Regisseurin Lemmons rückt immer wieder Tubmans Glaube in den Mittelpunkt. Seit einer Misshandlung in jungen Jahren, bei der sie eine Kopfwunde davontrug, ist Harriet davon überzeugt, göttliche Eingebungen und Visionen zu erleben. Sieht man in Harriet - Der Weg in die Freiheit, wie detailliert ihr die Position ihrer Verfolger oder was Geschehen wird, in diesen Tagträumen erscheint, kann es für sie daran keinen Zweifel geben, dass die zutiefst gläubige Frau ihre Vorahnungen direkt von Gott erfährt. Tatsächlich sind sogar andere Personen im Film dieser Überzeugung. Die Art, wie diese Visionen eingebracht werden, oder die Tatsache, dass sie dazu dienen, die Figur sich aus allen möglichen Situationen befreien zu lassen, lenken jedoch merklich von der eigentlichen Geschichte ab und wirken schlicht überzogen.

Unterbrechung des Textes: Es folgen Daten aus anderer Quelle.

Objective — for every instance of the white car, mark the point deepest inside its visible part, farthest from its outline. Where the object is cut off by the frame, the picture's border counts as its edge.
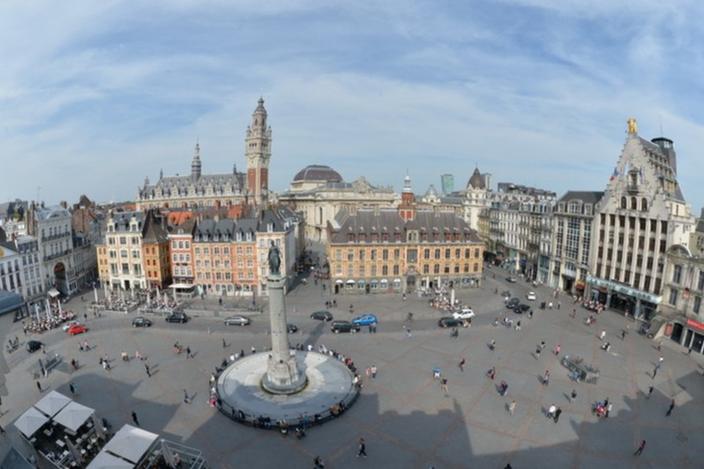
(464, 313)
(68, 325)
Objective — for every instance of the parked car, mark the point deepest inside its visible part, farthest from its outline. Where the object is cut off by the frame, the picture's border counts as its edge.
(33, 346)
(452, 322)
(177, 317)
(464, 313)
(344, 326)
(365, 320)
(237, 321)
(141, 321)
(77, 329)
(69, 324)
(322, 316)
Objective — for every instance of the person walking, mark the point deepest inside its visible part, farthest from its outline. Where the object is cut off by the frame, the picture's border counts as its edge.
(669, 409)
(556, 417)
(640, 448)
(362, 448)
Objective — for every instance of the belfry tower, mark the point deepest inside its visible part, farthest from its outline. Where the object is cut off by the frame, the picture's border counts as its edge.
(258, 153)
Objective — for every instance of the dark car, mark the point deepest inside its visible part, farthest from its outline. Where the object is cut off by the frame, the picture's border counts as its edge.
(452, 322)
(140, 321)
(177, 317)
(322, 316)
(33, 346)
(344, 326)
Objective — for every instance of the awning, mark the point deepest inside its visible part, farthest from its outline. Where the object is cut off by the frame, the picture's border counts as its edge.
(131, 443)
(52, 403)
(73, 416)
(31, 421)
(105, 460)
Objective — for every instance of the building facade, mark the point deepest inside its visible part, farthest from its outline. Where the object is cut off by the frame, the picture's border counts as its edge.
(519, 228)
(642, 214)
(217, 190)
(381, 250)
(571, 237)
(318, 193)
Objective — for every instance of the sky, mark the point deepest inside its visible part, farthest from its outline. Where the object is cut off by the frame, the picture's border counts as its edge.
(94, 96)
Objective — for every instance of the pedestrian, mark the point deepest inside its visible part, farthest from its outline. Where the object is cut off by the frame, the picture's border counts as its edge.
(640, 448)
(669, 409)
(362, 448)
(557, 415)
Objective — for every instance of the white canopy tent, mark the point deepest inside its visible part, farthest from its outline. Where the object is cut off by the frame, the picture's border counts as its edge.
(52, 403)
(31, 421)
(105, 460)
(73, 416)
(131, 443)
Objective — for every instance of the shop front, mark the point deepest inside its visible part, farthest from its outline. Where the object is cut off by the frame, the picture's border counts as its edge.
(623, 298)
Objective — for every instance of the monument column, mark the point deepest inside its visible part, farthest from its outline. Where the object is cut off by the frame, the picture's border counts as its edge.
(282, 375)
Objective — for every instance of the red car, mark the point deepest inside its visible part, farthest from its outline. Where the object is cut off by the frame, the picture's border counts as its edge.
(77, 329)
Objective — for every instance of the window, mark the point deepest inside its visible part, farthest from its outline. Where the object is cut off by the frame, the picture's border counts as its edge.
(673, 297)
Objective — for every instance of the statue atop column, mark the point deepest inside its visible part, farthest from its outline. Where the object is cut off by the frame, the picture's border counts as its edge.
(274, 260)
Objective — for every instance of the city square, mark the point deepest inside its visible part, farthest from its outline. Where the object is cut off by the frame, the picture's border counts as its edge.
(403, 414)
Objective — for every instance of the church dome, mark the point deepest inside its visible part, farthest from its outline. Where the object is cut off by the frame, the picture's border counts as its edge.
(316, 172)
(476, 181)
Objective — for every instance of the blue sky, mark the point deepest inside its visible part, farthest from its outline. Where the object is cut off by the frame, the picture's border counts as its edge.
(94, 96)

Vor allem erinnern diese Momente spürbar an das Niveau einer auf offensichtliche Schaueffekte ausgelegten Fernsehproduktion. Dazu leistet leider auch der Erzählrhythmus einen nicht zu unterschätzenden Beitrag, ebenso wie der Soundtrack von Terence Blanchard, dessen wenige Highlights die gesungenen Gospel-Songs sind. Die übrige Musik, so hörbar ist für sich genommen ist, vermag der Biografie keine richtige Stimmung zu verleihen. Die musikalischen Themen werden nie nervenzerrend spannend, oder emotional aufwühlend und berührend. Diese Uneinheitlichkeit des Themas mit der Präsentation ist es, die Harriet am Ende schwächer erscheinen lässt, als es die dahinterstehende, historische Figur verdient.
Fazit:
Filmemacherin Kasi Lemmons gelingt es, einen Eindruck für den Überlebenskampf der Sklavinnen und Sklaven zu vermitteln, die, selbst wenn sie offiziell frei waren, doch wie Bürger ohne Rechte behandelt wurden. Gleichzeitig erzählt die Regisseurin den Kampf Harriets im Besonderen, die sich entgegen aller Ratschläge nicht davon abhalten lässt, eine unmöglich erscheinende Aufgabe anzunehmen, sondern die sie einfach erfüllt. Das ist vor allem von Cynthia Erivo in der Hauptrolle, aber auch von der übrigen Besetzung erstklassig und preiswürdig gespielt. Kostüme und Ausstattung sind ebenso tadellos. Aber dennoch wächst das Gezeigte nie über das Niveau einer TV-Produktion hinaus. Die allesamt kurzen Szenen lassen den Aufbau einer längeren Sequenz vermissen und es fehlt trotz der an sich inhaltlich dramatischen Entwicklung an bewegenden Momenten oder einem emotionalen Einschlag beim Publikum. So erreicht Harriet - Der Weg in die Freiheit trotz vieler guter Einzelteile insgesamt nie die Bedeutung, die ein solches, filmisches Denkmal jener Frau erreichen sollte. Das Gesamtbild gelingt nie auf eine solch bedrückende Weise packend, wie die Macher wohl selbst erreichen wollten. Wie wichtig es ihnen ist, diese Geschichte zu erzählen, ist dabei durchweg spürbar.